0

I am creating a multi-tenant application where for particular event when fired by a user, I save the event start time in the database (SQLite). To determine the peak request time, I am trying to find the mode of the timestamps which are saved. Not to be confused with the average, which is going to give me an average of all timestamps - I am looking for a way to find a range like result which reflects the peak. Eg - between 2PM - 4PM, most of the events are fired. Timestamps are stored as string values in YYYY-MM-DDTHH:NN:SS format.

I am having problems writing down a query which helps solves this.

Rohan
  • 871
  • 1
  • 16
  • 32
  • Have you searched SO? http://stackoverflow.com/questions/15763965/how-can-i-calculate-the-median-of-values-in-sqlite – Smutje Mar 03 '14 at 09:10
  • @Smutje, yes I've had a look at that. The response to that question is - sort the elements, find the ones in the middle and then calculate the average of the two.
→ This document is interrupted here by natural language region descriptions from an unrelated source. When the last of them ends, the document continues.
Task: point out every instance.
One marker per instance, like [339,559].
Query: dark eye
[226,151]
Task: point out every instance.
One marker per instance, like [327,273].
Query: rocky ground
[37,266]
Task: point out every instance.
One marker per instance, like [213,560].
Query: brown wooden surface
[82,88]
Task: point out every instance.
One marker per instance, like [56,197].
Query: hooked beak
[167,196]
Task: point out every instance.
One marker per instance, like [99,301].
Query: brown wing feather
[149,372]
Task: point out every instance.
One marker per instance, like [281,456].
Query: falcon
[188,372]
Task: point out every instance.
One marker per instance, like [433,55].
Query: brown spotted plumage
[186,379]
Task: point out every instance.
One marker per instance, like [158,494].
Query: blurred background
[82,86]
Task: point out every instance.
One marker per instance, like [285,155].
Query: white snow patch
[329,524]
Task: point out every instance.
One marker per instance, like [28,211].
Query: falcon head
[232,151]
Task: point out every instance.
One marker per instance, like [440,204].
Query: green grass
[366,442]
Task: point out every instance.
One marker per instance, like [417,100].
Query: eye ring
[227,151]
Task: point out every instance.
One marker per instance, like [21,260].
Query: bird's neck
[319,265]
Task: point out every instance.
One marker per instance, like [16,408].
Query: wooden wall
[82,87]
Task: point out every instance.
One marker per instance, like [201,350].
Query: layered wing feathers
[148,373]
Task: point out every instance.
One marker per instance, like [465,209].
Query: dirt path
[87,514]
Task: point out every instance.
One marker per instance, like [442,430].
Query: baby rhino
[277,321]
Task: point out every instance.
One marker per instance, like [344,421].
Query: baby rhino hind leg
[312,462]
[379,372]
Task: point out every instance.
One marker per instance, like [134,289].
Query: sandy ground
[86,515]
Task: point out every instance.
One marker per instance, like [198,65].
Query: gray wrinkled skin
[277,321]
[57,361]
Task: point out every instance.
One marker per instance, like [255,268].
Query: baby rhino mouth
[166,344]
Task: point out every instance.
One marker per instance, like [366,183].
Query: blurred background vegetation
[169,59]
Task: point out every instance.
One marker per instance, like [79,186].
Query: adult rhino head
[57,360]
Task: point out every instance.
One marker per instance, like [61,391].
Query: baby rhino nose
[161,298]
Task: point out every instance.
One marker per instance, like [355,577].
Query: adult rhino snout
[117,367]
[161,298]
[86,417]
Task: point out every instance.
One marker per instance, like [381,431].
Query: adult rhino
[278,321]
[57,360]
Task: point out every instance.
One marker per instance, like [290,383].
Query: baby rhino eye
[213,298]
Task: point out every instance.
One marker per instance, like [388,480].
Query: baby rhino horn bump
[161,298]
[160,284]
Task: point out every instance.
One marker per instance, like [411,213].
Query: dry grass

What I am looking for instead is not an average, but a range of lets say 1-2 hours. – Rohan Mar 03 '14 at 09:36
  • 1
    Rohan, I guess what you are trying to find here is Mode, but that's just terminology part and immaterial if your requirement is conveyed to others. – Dipendu Paul Mar 03 '14 at 09:47
  • @DipenduPaul you are right.. I've amended the questions. Thanks :) – Rohan Mar 03 '14 at 09:56
  • I think that the question was Median of date,did you change the question? – Hamidreza Mar 03 '14 at 10:58
  • @Hamidreza, yes I had changed it from Median to Mode – Rohan Mar 03 '14 at 11:33

3 Answers3

1

The algorithm should be as follows:

  1. Choose the duration of range say 1 Hour or 2 Hour
  2. For each timestamp determine which range it belongs. For example, if you have selected 1 hour range and a timestamp is 5:09 pm, then it belongs to 5:00pm - 6:00pm range.
  3. Group by range and count the number of timestamps falling in each time range.
  4. Select the maximum time range

Here is a sample query with which you can accomplish finding mode of the timestamps when range duration is 1 hour:

SELECT Range AS RangeStart, Range+1 AS RangeEnd FROM
(
   SELECT STRFTIME('%H',starttime) AS Range, COUNT(*) As cnt FROM Events
   GROUP BY STRFTIME('%H',starttime)
)
ORDER BY cnt DESC 
LIMIT 1;

You can check the code at SQL Fiddle

Let me know if it resolved your issue.

Dipendu Paul
  • 2,685
  • 1
  • 23
  • 20
1

In SQLite you can use something like this query to get median of DATETIME:

SELECT DATETIME(CAST(AVG(CAST(strftime("%s",T) as int)) AS TEXT),'unixepoch') median FROM
(SELECT TEST T FROM TABLE1 ORDER BY TEST
LIMIT 2 - (SELECT COUNT(*) FROM TABLE1) % 2
OFFSET ((SELECT COUNT(*) FROM TABLE1) / 2) - 
       (1 - (SELECT COUNT(*) FROM TABLE1) % 2))T2;

SQL Fiddle

Hamidreza
  • 3,038
  • 1
  • 18
  • 15
  • Thanks for your inputs. I was actually looking to find the mode and not the median. Apologies for the confusion. – Rohan Mar 03 '14 at 11:35
1

Here's what I did to solve the problem:-

  1. I created another column which stored just the hour of the timestamp.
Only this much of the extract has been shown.